Asked why he does not just leave the church, Schüller said simply: "It's my church."
"For me, the church is not a corporation; it's not an apartment that you change. It's my church. I'm committed to it, and I'm committed to the people of the church. "
He has heard calls in Austria and elsewhere for Pope Francis to convene a Third Vatican Council, but said now is not the time.
"This council would be a very conservative assembly, and then you are sitting there with results you didn't want," he said. "The problem would be what will happen to the results of such a council.
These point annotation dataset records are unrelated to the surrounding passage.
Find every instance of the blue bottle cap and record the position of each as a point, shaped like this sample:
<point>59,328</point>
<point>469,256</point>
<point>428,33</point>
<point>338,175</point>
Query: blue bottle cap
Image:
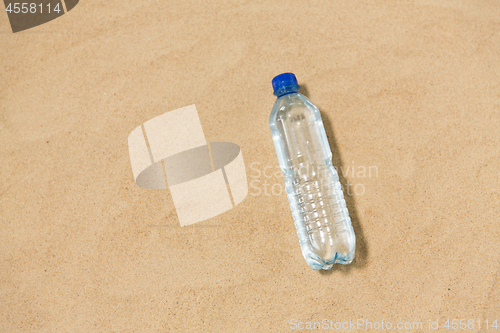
<point>283,80</point>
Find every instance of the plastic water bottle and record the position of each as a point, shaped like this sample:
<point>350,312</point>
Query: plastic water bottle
<point>314,190</point>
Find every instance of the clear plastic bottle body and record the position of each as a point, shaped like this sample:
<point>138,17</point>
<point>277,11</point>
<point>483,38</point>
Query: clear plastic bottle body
<point>312,183</point>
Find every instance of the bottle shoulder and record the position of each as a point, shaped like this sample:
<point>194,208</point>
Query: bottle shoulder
<point>293,105</point>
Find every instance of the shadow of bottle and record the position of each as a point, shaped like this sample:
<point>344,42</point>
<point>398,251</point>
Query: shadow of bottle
<point>361,257</point>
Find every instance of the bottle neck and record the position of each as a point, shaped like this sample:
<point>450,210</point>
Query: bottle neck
<point>285,90</point>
Church leaders not accountable to the people of God can do with the results of the council whatever they want."
On the other hand, Schüller said, he could support a move to create a council whose main focus would be the issue of sexual abuse, a proposal Australian Bishop Geoffrey Robinson is promoting.
One of the changes the Austrian Priests' Initiative promotes is a "kind of constitution" for the church, he said, adding, "If we would have had such a constitution in our church, the problem of sexual abuse would have been handled in quite another way because the victims are lacking any rights in this church."
During his "Tipping Point" tour, Schüller has met individually with priests, but he acknowledged that young priests are reluctant to join the reform effort. One reason, he said, has to do with the image of the church that has come out of the Vatican in the last 20 years -- an image, he says, of "absolutist monarchy." He says that image attracts young men of a "special type," but others "have just another image of the church in their heart."
But beyond that, he said, young men are looking at today's priests and seeing a mission that may no longer be fulfilling. He talked about the difficulties priests, especially in Austria, have serving multiple communities and, as he has done in past talks, said the words he hates to hear most from parishioners: "Father, we know you have not enough time, but let me speak to you a little bit."
"I think that is a scandal," he said.
"The priests have to do their work in circumstances that are not really supportive anymore," he said. "They are burning out not because of their workload but, more than that, out of the feeling that they cannot do their service, their ministry in the way they wanted to do it, with real contact with the people."
In the United States alone, there were almost 39,000 priests in 2012, about 3,900 fewer than in 2005 and 18,000 fewer than in 1985, according to the Center for Applied Research in the Apostolate. In 2012, the nation had 17,644 parishes, down from 19,244 in 1985. Moreover, almost one-fifth -- 19 percent -- of U.S. parishes did not have a resident pastor last year, compared with 5 percent in 1985, CARA data show.